The next best place to have this fixed is in Unity's wrapper (KeywordRecognizer), but as far as I can tell Unity does not intend to implement a workaround for the underlying Windows API bug. We could try to push on this more, but I don't think it is currently being considered.

In the meantime, it would probably make sense to work around the problem in MRTK's WindowsSpeechInputProvider. The recommendation from Unity is to asynchronously instantiate the SpeechRecognizer explicitly on a background thread, and delay instantiation of KeywordRecognizer until instantiation is complete (see https://forum.unity.com/threads/hololens-app-gets-stuck-during-keywordrecognizer-constructor-when-in-a-noisy-environment.648853/). Presumably this works because there is some global/singleton underlying state for SpeechRecognizer that all instances use, not sure.

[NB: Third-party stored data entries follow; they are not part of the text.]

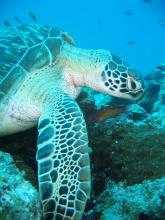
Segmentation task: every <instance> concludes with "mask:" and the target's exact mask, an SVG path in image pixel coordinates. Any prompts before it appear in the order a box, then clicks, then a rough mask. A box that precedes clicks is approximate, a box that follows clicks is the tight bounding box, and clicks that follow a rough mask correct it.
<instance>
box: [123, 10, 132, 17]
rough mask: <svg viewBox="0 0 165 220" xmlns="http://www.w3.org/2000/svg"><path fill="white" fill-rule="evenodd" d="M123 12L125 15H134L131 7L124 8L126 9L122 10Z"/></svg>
mask: <svg viewBox="0 0 165 220" xmlns="http://www.w3.org/2000/svg"><path fill="white" fill-rule="evenodd" d="M124 14H125V15H127V16H132V15H134V13H133V11H132V10H131V9H126V10H125V11H124Z"/></svg>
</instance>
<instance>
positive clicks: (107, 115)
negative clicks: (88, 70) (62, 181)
mask: <svg viewBox="0 0 165 220" xmlns="http://www.w3.org/2000/svg"><path fill="white" fill-rule="evenodd" d="M145 82H146V93H145V96H144V98H143V99H142V100H141V101H140V102H139V103H133V102H128V101H123V100H120V99H117V98H111V97H109V96H106V95H103V94H100V93H97V92H94V91H92V90H89V89H87V88H84V90H83V92H82V93H81V95H80V97H79V99H78V102H79V104H80V106H81V108H82V109H83V112H84V115H85V118H86V121H87V127H88V133H89V141H90V143H89V146H90V147H89V151H90V158H91V168H92V194H91V199H90V201H89V202H88V204H87V208H86V212H85V214H84V220H92V219H93V220H110V219H111V220H165V170H164V168H165V117H164V116H165V65H160V66H158V67H156V68H155V69H154V70H153V71H152V72H151V73H150V74H148V75H147V76H146V77H145ZM108 106H110V107H108ZM112 106H119V107H120V109H122V108H123V112H121V113H120V114H119V113H118V114H116V117H112V115H115V114H112V109H111V107H112ZM121 106H122V108H121ZM123 106H124V107H123ZM115 108H116V107H115ZM36 139H37V130H36V128H34V129H31V130H29V131H27V132H23V133H20V134H17V135H13V136H10V138H9V137H3V138H1V139H0V220H11V219H12V220H17V219H20V216H21V220H27V219H33V220H37V219H39V218H40V207H39V199H38V192H37V164H36V160H35V153H36ZM5 152H7V153H5Z"/></svg>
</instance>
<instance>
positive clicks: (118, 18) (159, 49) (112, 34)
mask: <svg viewBox="0 0 165 220" xmlns="http://www.w3.org/2000/svg"><path fill="white" fill-rule="evenodd" d="M29 10H30V11H32V12H33V13H34V14H35V15H36V17H37V19H38V23H41V24H42V23H44V24H50V25H55V26H59V27H61V28H63V29H64V30H66V31H67V32H69V33H70V34H71V35H72V36H73V37H74V39H75V41H76V43H77V46H79V47H84V48H94V49H97V48H104V49H109V50H110V51H111V52H114V53H116V54H117V55H118V56H121V57H123V58H125V59H126V60H127V61H128V62H129V63H130V64H131V65H133V66H134V67H136V68H138V69H139V70H140V71H141V72H142V73H144V74H145V73H148V72H150V71H151V69H152V68H153V67H155V66H156V65H158V64H160V63H162V62H164V59H165V1H164V0H152V1H151V0H150V1H146V0H83V1H80V0H62V1H60V0H58V1H57V0H22V1H21V0H0V11H1V13H0V25H1V27H2V26H3V20H5V19H6V20H9V21H10V22H11V23H12V24H15V21H14V20H13V16H18V18H19V19H20V20H21V21H22V22H31V21H32V20H31V19H30V18H29V17H28V11H29Z"/></svg>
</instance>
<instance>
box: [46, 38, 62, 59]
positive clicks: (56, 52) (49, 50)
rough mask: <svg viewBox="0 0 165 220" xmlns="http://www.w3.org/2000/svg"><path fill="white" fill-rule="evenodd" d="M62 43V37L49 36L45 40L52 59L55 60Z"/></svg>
mask: <svg viewBox="0 0 165 220" xmlns="http://www.w3.org/2000/svg"><path fill="white" fill-rule="evenodd" d="M61 44H62V43H61V39H60V38H48V39H47V40H46V41H45V45H46V46H47V47H48V50H49V52H50V56H51V60H52V61H55V60H56V57H57V55H58V54H60V48H61Z"/></svg>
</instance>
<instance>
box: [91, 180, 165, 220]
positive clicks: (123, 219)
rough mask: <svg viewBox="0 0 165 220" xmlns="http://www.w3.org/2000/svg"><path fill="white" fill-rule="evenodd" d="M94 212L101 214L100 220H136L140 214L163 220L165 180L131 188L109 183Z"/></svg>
mask: <svg viewBox="0 0 165 220" xmlns="http://www.w3.org/2000/svg"><path fill="white" fill-rule="evenodd" d="M95 211H96V212H102V213H103V215H102V218H101V220H110V219H113V220H115V219H116V220H138V219H139V215H140V213H144V214H147V215H148V216H152V217H155V218H158V217H161V218H162V219H165V178H161V179H158V180H155V181H144V182H143V183H142V184H135V185H133V186H127V185H126V184H124V183H118V184H116V183H114V182H109V183H108V184H107V187H106V189H105V191H104V192H103V193H102V194H101V195H100V196H99V197H98V199H97V205H96V208H95Z"/></svg>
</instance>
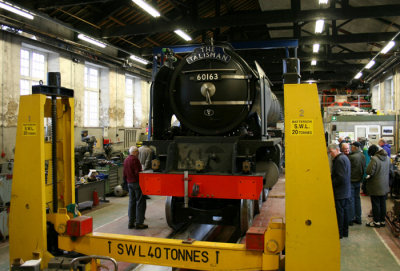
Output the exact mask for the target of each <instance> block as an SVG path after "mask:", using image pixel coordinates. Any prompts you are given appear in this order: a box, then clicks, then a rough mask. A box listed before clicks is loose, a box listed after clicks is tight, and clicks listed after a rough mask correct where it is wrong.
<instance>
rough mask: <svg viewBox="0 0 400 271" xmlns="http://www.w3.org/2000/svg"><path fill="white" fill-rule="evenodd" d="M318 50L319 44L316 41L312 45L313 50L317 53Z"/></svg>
mask: <svg viewBox="0 0 400 271" xmlns="http://www.w3.org/2000/svg"><path fill="white" fill-rule="evenodd" d="M318 51H319V44H318V43H316V44H314V45H313V52H314V53H318Z"/></svg>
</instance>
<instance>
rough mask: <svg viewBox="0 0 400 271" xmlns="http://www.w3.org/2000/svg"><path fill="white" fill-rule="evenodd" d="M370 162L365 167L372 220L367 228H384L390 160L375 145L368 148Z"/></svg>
mask: <svg viewBox="0 0 400 271" xmlns="http://www.w3.org/2000/svg"><path fill="white" fill-rule="evenodd" d="M368 154H369V156H371V161H370V162H369V165H368V167H367V170H366V171H367V174H368V175H370V177H369V178H367V191H368V195H369V196H370V197H371V205H372V216H373V220H372V221H370V222H368V223H367V227H375V228H379V227H384V226H385V216H386V194H387V193H388V192H389V167H390V159H389V157H388V156H387V153H386V151H385V150H384V149H382V148H380V147H378V146H377V145H371V147H369V148H368Z"/></svg>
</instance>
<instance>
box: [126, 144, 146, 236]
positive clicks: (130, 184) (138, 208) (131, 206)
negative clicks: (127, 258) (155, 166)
mask: <svg viewBox="0 0 400 271" xmlns="http://www.w3.org/2000/svg"><path fill="white" fill-rule="evenodd" d="M138 154H139V150H138V148H137V147H135V146H132V147H130V148H129V156H128V157H127V158H126V159H125V161H124V174H123V175H124V178H125V179H126V181H127V183H128V191H129V206H128V217H129V223H128V229H133V228H136V229H138V230H142V229H147V228H148V227H149V226H148V225H146V224H143V222H144V213H145V211H146V200H145V199H144V197H143V194H142V190H141V189H140V185H139V172H141V171H142V165H141V164H140V161H139V159H138ZM135 223H136V224H135Z"/></svg>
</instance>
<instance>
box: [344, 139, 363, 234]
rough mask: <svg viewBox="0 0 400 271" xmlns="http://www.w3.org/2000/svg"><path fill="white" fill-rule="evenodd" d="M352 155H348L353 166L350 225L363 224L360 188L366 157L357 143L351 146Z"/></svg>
mask: <svg viewBox="0 0 400 271" xmlns="http://www.w3.org/2000/svg"><path fill="white" fill-rule="evenodd" d="M350 145H351V153H350V154H349V155H348V158H349V160H350V165H351V175H350V181H351V196H350V208H349V209H350V210H349V213H350V215H349V225H350V226H352V225H353V223H356V224H361V200H360V187H361V181H362V180H363V177H364V172H365V165H366V164H365V156H364V154H363V153H362V152H361V150H360V147H361V144H360V143H359V142H357V141H355V142H353V143H351V144H350Z"/></svg>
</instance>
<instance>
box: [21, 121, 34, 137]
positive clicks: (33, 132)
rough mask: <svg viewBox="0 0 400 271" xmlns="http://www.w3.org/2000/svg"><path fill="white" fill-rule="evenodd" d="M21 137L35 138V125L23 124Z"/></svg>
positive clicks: (30, 124) (22, 125) (32, 124)
mask: <svg viewBox="0 0 400 271" xmlns="http://www.w3.org/2000/svg"><path fill="white" fill-rule="evenodd" d="M22 135H23V136H36V135H37V129H36V123H23V124H22Z"/></svg>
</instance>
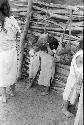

I think in MRTK this would mean speech input might not work in a noisy environment until 20+ seconds after launching the app, but this might be the best we can do if the underlying Windows bug is not addressed.

Yoyozilla on 4 Jun 2019

Something that i had noticed while looking more deeply into speech related bugs - Unity API’s exposes DictationRecognizer/keywordrecognizer methods as synchronous methods (Start, Stop etc). However, when we build this for UWP, behind the scenes the SAPI API’s trigger couple of async/ await calls. The Unity API returns control to the main thread to prevent UI blocking ( behind the scenes SAPI could take up to 20s to initialize) but platform is still in the middle of initializing/starting/stopping dictation recognizer. What I see as a fundamental issue here is the disconnect where unity main thread is tricked into believing that the calls it made have successfully completed, even though they have not. This results in a race condition where the main thread might start using the speech api’s without speech being initialized. I believe a similar issue exists for the speech recognizer.

A potential fix for this might be, if the dictation recognizer and keyword recognizer raised events signaling that the system is fully initialized/started/stopped. If we put a workaround in MRTK that would make apps agnostic to this bug which is great, however we might end up masking this fundamental issue.